Onto the subject of losing both Josiah Gray and Jeter Downs. Most fans don’t have any clue what the Reds had in Josiah Gray. Quite frankly, most of what Gray could’ve provided to the Reds was an enigma anyway. A former shortstop in college, Gray is a project who could become a middle-of-the-rotation starter at best.
Jeter Downs is a bit of a different story. Downs was Cincinnati’s No. 8 prospect in their farm system to start the season and spent the entire year at Single-A Dayton. While Downs is a nice prospect, he’s yet to find a permanent spot on the diamond. Some project him as a shortstop, while other scouts peg him as a second baseman or even a future centerfielder.
It was unfortunate to lose Downs in the trade, but the Reds pipeline is ripe with middle infield and center field talent. Nick Senzel, Shed Long, TJ Friedl, Jose Siri, Jonathan India, and Mike Siani all have a lot of upside and play a similar position to Downs. Not to mention, José Peraza appears ready to break out and could easily be Cincinnati’s shortstop for the next five-plus years.

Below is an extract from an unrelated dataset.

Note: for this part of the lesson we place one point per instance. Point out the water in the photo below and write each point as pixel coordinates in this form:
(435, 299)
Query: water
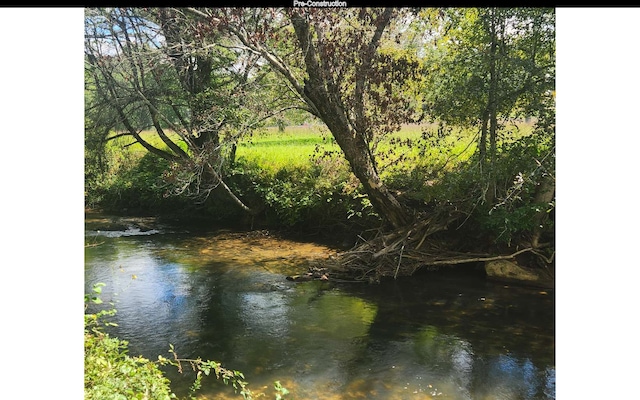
(224, 296)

Downs was at least two, if not three years away from making an impact at the Major League level. For Cincinnati to have made upgrades through the trade to both their outfield and starting rotation for this upcoming season without sacrificing top prospects like Senzel and Taylor Trammell is a solid move by the Reds’ brass.
Finally, there are those who say that Cincinnati needs starting pitching, not more bats in the lineup and question why Cincinnati is spending money on hitting rather than pitching. Tom Verducci of MLB Network is one of the national pundits who didn’t see the benefit of the trade from the Reds’ perspective.
So, what if it doesn’t work out and come mid-July the Reds are sitting 10-plus games out of the division lead and/ or the Wild Card? Then it becomes time to start wheeling and dealing. The Reds will have three players, perhaps four if Scooter Gennett is not extended this offseason, entering the final year of their contracts who could be trade chips around the non-waiver trade deadline.
Should the Cincinnati Reds not be in the playoff hunt, plenty of contending teams will come looking for short-term rentals to help them with a postseason push. If that’s the case, guess what? The Reds can then acquire more minor league talent to add to an already loaded farm system.
Personally, I don’t expect that to happen. I expect Cincinnati to make yet another move before the season starts to address the starting rotation, and provided their team remains healthy next season, the Reds could be a dark horse to make a run at the playoffs. The offense is there, they just need to get more pitching. Alex Wood and Tanner Roark were a good start.
So, don’t wallow in the ideas of what if this doesn’t work, but rather enjoy the fact that after several years of little to nothing, the Cincinnati Reds are actually taking chances toward trying to improve the ball club. If it doesn’t work, it’ll be okay. But, if it does work, Reds Country could have a whole lot to smile about.